2012年のSC12でもMicronは、HMCを動作させるデモを行っていたが、1個のHMCをテストボードに載せたもので、いかにも試作品という感じであった。しかし、2013年のC13ではサンプル出荷も始まったこともあり、HMCチップのウェハとHMCを採用した各社のボードを並べて大々的な展示を行っていた。

次の写真の手前はDRAMのウェハで、30nm、4GBと書かれている。このウェハは当然、Micron製と思われる。そして、後ろ側のウェハはIBM製のロジックチップのウェハで、32nmのSOIプロセスと書かれていた。また、IBMのプレスリリースでは、HMCはIBMのTSV技術を使って製造されていると書かれており、Micronのウェハを受け取って、IBMが加工し、自社で製造するロジックLSIと組み合わせてHMCを製造していると考えられる。

HMCコンポーネントのウェハの展示。手前がDRAMのウェハで、後ろはIBM製のロジックチップのウェハ

展示されていたArira Designのボードは、AlteraのStratix V FPGAのHMC接続の評価用ボードで、Alteraから評価用として提供中とのことである。正式にHMC接続をサポートするのはArria 10 FPGAとなり、早期アクセスプログラムに参加している顧客にはすでに開発ツールが提供され、設計が行われていると述べられている。

Arira Designのボード。中央がHMC

左の写真はHMCが見えるが、実際はヒートシンクとファンが付く

Open SiliconのボードはXilinxのVertex-7 FPGAの評価用のボードと思われる。Xilinxは、Virtex-7 FPGAは10Gbpsと12.5GbpsのHMCのトランシーバをサポートすると謳っている。

Open-Siliconのボード

Pico ComputingのEX-800ボード 中央上端の黒いパッケージがHMC

Pico ComputingはPCI Expressのアドインカードのメーカーで、「EX-800」という製品は、Stratix V FPGAを4個とHMCを1個、そしてボードの外部とのインタフェースのPCI Gen3×16とStartix VへのPCI Gen3×8の4ポートの間を接続するスイッチ(中央下)を搭載したボードで、HMCの4つのリンクをそれぞれのStratix Vに接続している。160GB/sと従来の製品に比べて高メモリバンド幅で、メモリネックにならずにFPGAの並列処理能力が生かせるという製品である。説明パネルの下には小さい字で、Sandia国立研究所が開発費を出したと書いてあった。

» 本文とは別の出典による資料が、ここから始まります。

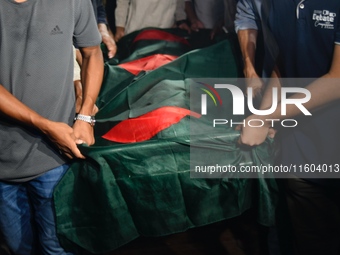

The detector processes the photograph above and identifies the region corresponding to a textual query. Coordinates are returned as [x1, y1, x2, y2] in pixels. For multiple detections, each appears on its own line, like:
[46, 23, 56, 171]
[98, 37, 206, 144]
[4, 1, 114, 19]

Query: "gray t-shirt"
[0, 0, 101, 182]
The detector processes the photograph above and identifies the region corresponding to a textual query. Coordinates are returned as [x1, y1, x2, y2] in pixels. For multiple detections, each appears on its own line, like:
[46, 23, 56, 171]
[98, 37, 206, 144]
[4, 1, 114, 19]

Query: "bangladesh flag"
[54, 29, 276, 253]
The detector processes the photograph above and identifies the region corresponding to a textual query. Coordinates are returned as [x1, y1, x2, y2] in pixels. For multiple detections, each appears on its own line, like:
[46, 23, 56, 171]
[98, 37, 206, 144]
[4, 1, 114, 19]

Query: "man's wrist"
[74, 114, 96, 126]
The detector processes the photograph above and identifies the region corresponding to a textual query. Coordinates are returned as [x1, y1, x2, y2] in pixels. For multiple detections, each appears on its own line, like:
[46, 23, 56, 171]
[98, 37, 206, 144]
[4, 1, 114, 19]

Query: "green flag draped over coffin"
[54, 30, 276, 253]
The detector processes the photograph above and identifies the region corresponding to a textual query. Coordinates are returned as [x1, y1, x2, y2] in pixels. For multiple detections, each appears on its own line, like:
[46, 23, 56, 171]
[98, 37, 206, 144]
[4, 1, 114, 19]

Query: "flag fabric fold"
[54, 30, 277, 253]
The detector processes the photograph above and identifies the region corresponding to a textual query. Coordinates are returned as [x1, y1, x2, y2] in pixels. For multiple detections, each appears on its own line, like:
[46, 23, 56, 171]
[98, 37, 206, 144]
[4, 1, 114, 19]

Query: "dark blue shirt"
[268, 0, 340, 78]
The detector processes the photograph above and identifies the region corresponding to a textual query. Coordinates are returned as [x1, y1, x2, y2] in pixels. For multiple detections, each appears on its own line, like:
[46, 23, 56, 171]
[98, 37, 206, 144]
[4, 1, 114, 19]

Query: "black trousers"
[280, 177, 340, 255]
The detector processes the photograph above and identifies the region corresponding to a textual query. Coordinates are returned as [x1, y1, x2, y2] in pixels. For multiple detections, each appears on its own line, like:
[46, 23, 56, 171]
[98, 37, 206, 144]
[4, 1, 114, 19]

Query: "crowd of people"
[0, 0, 340, 255]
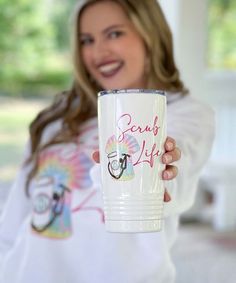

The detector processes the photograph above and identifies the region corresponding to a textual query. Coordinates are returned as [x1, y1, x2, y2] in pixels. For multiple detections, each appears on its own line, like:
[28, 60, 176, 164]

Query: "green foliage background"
[0, 0, 236, 96]
[0, 0, 76, 96]
[207, 0, 236, 70]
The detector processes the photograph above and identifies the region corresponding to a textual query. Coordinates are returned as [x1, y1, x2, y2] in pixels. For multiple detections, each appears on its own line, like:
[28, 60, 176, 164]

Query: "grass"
[0, 97, 48, 183]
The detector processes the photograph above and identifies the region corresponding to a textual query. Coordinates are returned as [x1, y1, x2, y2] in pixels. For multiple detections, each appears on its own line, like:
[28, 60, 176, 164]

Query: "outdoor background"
[0, 0, 236, 185]
[0, 0, 236, 283]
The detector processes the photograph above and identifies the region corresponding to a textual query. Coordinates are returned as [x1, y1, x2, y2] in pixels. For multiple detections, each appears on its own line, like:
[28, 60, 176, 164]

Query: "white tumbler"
[98, 89, 166, 233]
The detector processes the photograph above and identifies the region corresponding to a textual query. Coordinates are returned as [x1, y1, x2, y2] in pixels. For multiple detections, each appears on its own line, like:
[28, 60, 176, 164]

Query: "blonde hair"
[27, 0, 187, 195]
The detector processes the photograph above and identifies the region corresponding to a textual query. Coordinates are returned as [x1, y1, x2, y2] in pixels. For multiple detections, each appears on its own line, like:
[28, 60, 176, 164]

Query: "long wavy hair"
[26, 0, 187, 194]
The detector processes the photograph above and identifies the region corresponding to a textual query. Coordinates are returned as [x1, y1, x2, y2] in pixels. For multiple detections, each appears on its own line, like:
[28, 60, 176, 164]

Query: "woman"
[0, 0, 213, 283]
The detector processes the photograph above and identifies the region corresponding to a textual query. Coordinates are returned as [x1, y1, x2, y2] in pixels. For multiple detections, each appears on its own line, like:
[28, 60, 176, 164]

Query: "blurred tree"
[208, 0, 236, 70]
[0, 0, 75, 94]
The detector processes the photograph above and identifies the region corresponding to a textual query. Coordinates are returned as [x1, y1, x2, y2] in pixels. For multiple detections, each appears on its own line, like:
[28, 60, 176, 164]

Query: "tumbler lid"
[98, 89, 166, 97]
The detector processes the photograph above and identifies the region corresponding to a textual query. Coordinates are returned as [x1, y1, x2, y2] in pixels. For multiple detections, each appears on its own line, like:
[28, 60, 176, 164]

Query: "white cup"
[98, 89, 166, 233]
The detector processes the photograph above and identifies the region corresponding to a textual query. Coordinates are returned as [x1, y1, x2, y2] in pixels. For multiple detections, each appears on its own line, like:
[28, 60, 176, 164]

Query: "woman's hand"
[162, 137, 181, 202]
[92, 137, 181, 202]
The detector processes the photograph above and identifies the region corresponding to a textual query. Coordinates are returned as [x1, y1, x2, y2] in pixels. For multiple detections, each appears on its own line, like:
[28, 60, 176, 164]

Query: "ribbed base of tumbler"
[105, 219, 163, 233]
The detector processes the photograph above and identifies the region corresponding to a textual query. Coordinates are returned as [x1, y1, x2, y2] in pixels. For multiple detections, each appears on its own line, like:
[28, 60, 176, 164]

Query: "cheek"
[81, 49, 91, 70]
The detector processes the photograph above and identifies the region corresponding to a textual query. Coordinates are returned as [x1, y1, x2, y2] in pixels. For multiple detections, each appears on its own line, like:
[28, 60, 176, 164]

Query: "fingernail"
[164, 155, 172, 164]
[163, 171, 172, 180]
[166, 142, 173, 150]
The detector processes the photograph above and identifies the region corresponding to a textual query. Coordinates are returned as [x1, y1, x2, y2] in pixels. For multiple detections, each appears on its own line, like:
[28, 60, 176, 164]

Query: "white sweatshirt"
[0, 95, 214, 283]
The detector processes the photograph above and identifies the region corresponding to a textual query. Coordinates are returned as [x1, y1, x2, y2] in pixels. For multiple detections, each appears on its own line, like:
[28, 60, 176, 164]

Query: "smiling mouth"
[98, 62, 124, 78]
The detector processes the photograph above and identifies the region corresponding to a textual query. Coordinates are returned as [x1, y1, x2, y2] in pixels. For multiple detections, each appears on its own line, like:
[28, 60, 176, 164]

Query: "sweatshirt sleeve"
[164, 96, 215, 217]
[0, 144, 30, 265]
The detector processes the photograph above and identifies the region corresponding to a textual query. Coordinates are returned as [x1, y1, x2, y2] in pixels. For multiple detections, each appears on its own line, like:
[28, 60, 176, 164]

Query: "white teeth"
[99, 62, 120, 73]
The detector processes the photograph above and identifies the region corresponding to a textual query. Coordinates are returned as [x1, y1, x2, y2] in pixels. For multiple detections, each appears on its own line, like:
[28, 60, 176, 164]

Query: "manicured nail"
[164, 155, 172, 164]
[163, 171, 171, 180]
[166, 142, 174, 150]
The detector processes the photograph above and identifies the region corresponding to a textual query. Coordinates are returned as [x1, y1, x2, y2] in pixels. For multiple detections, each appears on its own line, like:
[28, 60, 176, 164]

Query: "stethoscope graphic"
[31, 184, 70, 233]
[107, 151, 130, 179]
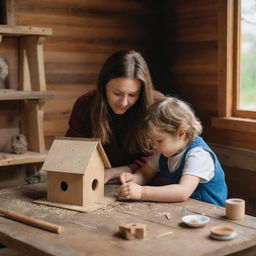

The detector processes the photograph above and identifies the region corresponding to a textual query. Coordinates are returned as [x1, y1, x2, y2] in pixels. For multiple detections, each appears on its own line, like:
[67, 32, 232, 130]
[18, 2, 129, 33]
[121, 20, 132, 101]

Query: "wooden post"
[19, 36, 46, 91]
[0, 0, 16, 26]
[21, 100, 45, 153]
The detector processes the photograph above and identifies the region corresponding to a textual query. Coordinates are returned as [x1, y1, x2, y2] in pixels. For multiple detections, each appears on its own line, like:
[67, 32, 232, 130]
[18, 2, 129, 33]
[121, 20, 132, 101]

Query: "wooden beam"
[20, 36, 46, 91]
[21, 100, 45, 153]
[0, 25, 52, 36]
[0, 0, 16, 26]
[210, 143, 256, 172]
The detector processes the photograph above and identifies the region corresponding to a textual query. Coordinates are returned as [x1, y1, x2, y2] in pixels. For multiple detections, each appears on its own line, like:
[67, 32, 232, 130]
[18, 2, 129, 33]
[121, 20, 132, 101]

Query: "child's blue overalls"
[159, 137, 227, 206]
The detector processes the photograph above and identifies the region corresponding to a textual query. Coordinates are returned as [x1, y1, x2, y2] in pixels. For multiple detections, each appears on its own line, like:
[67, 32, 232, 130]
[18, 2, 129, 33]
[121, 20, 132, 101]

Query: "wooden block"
[119, 223, 147, 240]
[135, 224, 147, 239]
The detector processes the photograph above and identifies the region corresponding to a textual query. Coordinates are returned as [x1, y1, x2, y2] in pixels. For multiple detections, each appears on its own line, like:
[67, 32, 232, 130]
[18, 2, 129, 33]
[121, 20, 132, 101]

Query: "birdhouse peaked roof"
[42, 137, 111, 174]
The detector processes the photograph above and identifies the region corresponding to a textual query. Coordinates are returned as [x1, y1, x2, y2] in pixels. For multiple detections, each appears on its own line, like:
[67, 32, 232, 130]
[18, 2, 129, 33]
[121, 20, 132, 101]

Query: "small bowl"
[211, 226, 237, 240]
[182, 214, 210, 228]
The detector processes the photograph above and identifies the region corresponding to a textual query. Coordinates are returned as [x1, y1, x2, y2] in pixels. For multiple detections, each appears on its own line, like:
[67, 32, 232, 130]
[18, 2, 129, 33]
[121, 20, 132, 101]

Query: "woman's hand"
[119, 182, 143, 200]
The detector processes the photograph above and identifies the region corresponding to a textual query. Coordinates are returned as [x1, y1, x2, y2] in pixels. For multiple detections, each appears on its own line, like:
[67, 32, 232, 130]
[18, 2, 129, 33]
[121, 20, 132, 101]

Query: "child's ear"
[178, 129, 186, 138]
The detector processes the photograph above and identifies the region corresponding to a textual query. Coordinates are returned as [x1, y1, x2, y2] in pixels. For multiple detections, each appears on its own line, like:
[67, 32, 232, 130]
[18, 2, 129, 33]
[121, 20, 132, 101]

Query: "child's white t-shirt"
[147, 147, 215, 183]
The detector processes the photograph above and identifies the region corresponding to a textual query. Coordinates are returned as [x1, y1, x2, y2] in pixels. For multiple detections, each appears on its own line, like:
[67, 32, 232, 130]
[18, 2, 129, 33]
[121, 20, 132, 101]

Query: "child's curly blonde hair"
[146, 97, 202, 141]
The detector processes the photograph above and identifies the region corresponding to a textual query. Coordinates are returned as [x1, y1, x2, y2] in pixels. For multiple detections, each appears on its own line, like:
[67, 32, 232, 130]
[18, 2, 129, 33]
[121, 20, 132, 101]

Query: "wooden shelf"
[0, 151, 47, 167]
[0, 25, 52, 36]
[0, 90, 53, 100]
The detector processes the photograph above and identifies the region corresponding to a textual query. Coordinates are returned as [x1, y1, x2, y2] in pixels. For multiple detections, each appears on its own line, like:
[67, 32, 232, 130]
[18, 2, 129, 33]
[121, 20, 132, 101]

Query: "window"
[212, 0, 256, 133]
[238, 0, 256, 111]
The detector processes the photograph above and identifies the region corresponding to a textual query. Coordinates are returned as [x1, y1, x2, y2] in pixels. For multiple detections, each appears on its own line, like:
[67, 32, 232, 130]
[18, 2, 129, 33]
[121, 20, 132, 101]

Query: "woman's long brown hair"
[91, 50, 153, 153]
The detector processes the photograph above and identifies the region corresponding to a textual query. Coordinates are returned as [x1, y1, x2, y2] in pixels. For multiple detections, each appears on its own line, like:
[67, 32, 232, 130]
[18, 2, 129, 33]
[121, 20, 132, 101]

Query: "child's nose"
[120, 95, 128, 107]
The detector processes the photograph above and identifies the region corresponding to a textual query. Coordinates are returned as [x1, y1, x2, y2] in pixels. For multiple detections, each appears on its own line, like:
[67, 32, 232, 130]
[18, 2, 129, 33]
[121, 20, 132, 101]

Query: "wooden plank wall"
[160, 0, 256, 215]
[161, 0, 256, 150]
[16, 0, 158, 147]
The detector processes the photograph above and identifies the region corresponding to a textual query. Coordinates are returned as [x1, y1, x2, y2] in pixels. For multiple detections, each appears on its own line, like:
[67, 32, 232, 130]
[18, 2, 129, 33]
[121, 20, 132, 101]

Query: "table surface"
[0, 183, 256, 256]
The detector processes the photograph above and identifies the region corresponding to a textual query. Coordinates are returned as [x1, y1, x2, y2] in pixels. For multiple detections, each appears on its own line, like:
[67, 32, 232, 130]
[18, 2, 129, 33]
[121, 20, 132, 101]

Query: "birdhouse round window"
[60, 181, 68, 191]
[92, 179, 99, 190]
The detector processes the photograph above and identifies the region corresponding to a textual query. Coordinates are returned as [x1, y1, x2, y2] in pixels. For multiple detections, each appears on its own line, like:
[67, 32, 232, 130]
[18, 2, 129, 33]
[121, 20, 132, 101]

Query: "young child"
[119, 97, 227, 206]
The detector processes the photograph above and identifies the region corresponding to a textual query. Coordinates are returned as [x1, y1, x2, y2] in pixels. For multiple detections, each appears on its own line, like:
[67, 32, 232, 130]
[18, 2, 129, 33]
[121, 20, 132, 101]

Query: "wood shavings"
[163, 212, 172, 220]
[155, 231, 173, 238]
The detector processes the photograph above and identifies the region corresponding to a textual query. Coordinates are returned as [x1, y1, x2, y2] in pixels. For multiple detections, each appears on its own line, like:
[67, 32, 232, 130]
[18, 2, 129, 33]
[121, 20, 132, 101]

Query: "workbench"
[0, 183, 256, 256]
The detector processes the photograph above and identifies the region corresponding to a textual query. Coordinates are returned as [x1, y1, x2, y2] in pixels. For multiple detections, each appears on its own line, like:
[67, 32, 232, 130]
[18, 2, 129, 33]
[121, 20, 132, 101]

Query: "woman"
[66, 50, 162, 183]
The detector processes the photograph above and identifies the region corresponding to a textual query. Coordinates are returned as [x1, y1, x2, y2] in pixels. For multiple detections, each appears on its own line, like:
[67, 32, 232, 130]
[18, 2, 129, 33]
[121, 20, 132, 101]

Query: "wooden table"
[0, 184, 256, 256]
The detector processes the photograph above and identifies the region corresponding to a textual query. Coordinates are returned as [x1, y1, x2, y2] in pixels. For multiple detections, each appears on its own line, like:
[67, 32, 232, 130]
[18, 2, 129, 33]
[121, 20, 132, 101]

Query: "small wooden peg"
[119, 223, 147, 240]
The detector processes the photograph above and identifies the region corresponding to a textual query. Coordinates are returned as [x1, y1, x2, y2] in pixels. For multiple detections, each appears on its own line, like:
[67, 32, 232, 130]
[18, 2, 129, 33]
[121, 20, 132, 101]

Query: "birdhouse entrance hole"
[60, 181, 68, 191]
[92, 179, 99, 190]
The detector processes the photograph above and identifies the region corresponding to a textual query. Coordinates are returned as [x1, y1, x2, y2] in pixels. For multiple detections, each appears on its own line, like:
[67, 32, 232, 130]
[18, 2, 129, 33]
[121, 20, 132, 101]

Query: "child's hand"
[120, 172, 134, 184]
[119, 182, 143, 200]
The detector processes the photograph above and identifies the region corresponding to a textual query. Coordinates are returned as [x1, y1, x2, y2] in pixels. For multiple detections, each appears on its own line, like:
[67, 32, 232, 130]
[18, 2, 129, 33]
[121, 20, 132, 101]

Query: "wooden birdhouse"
[42, 138, 111, 207]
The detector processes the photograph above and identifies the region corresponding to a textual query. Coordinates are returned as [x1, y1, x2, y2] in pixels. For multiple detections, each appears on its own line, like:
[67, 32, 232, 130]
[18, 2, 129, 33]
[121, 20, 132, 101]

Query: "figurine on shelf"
[0, 58, 9, 89]
[3, 134, 28, 154]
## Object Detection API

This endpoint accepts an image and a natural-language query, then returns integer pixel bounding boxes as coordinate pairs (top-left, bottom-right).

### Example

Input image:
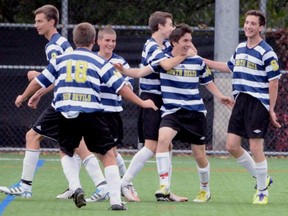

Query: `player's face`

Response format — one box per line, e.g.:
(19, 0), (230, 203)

(97, 34), (116, 55)
(159, 18), (174, 38)
(34, 13), (54, 36)
(244, 15), (263, 38)
(173, 33), (192, 55)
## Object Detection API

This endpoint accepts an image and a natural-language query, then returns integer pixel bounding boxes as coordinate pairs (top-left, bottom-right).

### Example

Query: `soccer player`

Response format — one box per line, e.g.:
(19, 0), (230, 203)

(205, 10), (281, 204)
(86, 26), (137, 202)
(15, 23), (157, 210)
(0, 5), (105, 202)
(114, 24), (234, 202)
(121, 11), (194, 202)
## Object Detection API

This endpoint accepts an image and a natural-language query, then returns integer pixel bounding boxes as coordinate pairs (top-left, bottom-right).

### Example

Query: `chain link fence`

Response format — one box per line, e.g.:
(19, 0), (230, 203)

(0, 1), (288, 155)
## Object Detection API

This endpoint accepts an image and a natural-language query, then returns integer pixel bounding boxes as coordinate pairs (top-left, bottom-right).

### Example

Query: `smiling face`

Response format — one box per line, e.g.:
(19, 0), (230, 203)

(244, 15), (264, 39)
(34, 13), (55, 37)
(97, 33), (116, 58)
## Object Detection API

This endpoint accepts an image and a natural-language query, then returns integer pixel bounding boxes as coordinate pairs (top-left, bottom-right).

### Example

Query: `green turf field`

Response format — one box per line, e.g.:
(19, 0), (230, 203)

富士通の次期スパコンのプロトタイプのボード。他社のボードがすべて搭載するHMCは1個であるのに対して、3個の白いCPUチップにそれぞれ8個のHMCを付け、合計24個のHMCを搭載する

富士通の次期スパコンのプロトタイプボードは、3個のSPARC64 CPUを搭載し、それぞれのCPUの両側に各4個のHMCを付けている。実装密度を高めるため、これらのHMCは小型のパッケージのものを使っており、2リンクを並列にしてCPUチップに接続していると考えられる。ボード全体では48リンクあり、仮に10Gbpsでの転送としても、1.92TB/sのメモリバンド幅となる。

HMCはサンプル出荷の段階であり、まだ、本格的な製品と呼べるボードは無いが、SC13での展示は、HMCのポテンシャルとユーザ側の期待を感じさせるものであった。